Getting started with PHP-CFG

PHP-CFG is PHP project developed by Anthony Ferrara. It uses PHP-Parser to generate the AST from the PHP code. Then transforms this into another intermediate representation in the form of a control flow graph. This enables us an easy way to traverse this graph and reason about the execution of the underlying PHP code.

Getting started

To get started, you’d need to know some basic compiler concepts. The audience of this post are people from a variety of backgrounds so I’ll try to cover as much as possible. If some concepts don’t make sense through out the text, it is likely that you need to learn more about compiler design concepts. Hopefully I have given you enough clue to know what to look for.

How does the PHP engine run a PHP script?

PHP code runs inside the Zend engine. This means that, to run a PHP script, a compiler will parse and transform the PHP code into an intermediate representation (IR) for the PHP Zend engine (a Virtual Machine) to execute.

For a very simple PHP code, you can see the IR here:

<?php

$a = 1; 
$b = 2; 
$c = $a + $b;
-----
number of ops:  5
compiled vars:  !0 = $a, !1 = $b, !2 = $c
line     #* E I O op                           fetch          ext  return  operands
-------------------------------------------------------------------------------------
   3     0  E >   ASSIGN                                                   !0, 1
   4     1        ASSIGN                                                   !1, 2
   5     2        ADD                                              ~5      !0, !1
         3        ASSIGN                                                   !2, ~5
   6     4      > RETURN                                                   1

On top, you see a simple PHP code. On the bottom, the IR equivalent is printed. You can see that !0, !1 and !2 are compiler variables that represent $a, $b and $c accordingly. On line 13, 1 is assigned to !0 ($a) and on line 15, !0 ($a) and !1 ($b) are added together and ~5 (a temporary variable) is returned which is then stored in !2 ($c).
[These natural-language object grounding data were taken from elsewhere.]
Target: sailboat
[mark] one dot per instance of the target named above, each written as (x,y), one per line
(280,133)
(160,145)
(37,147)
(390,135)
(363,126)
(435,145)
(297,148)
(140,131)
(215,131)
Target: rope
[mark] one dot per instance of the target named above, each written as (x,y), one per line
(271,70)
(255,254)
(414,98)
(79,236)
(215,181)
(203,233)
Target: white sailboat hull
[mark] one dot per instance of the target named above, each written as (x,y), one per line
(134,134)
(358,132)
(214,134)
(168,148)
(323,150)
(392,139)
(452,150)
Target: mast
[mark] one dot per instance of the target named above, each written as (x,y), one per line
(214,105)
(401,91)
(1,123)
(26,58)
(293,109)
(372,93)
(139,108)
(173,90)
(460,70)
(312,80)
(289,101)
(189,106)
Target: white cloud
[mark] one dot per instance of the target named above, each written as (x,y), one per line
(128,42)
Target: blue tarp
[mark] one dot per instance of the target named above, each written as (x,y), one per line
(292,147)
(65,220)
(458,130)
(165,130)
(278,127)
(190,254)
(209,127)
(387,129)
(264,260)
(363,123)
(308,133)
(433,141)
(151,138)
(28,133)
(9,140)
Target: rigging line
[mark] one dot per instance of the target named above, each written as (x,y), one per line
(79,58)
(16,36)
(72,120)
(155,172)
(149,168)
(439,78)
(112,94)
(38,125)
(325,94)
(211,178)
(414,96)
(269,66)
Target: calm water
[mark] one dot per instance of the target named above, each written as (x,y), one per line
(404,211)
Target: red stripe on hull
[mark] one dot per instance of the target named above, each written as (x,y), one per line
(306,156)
The PHP binary, either called through the command line or by the web server first generates this IR and then executes it. The PHP itself is written in C.
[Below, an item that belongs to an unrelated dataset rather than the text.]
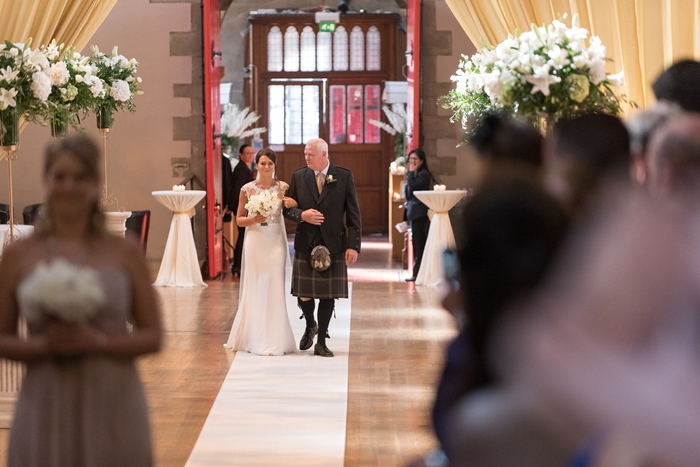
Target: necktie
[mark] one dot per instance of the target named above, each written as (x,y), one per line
(319,182)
What is an Abstract Syntax Tree (AST)?

In order to understand the source code, a compiler parses and transforms the language structs into a tree structure.  In the example below, 2, 7 and 3 (or their respective variables) are identifiers and * and + are expressions.  By traversing the tree, the compiler is able to generate the IR in the example of PHP. PHP-Parser is a PHP package that does just that. It is able to generate the AST for the given PHP code.

What is the Control Flow Graph (CFG)?

The AST includes all the information about the program syntax. But, it lacks information about the flow of the program, which instruction is executed before which one and how the conditions affect the program execution. In a CFG, we have this information. Below, is the representation of an if-else block of code. The nodes within the CFG are the Basic Blocks of the program.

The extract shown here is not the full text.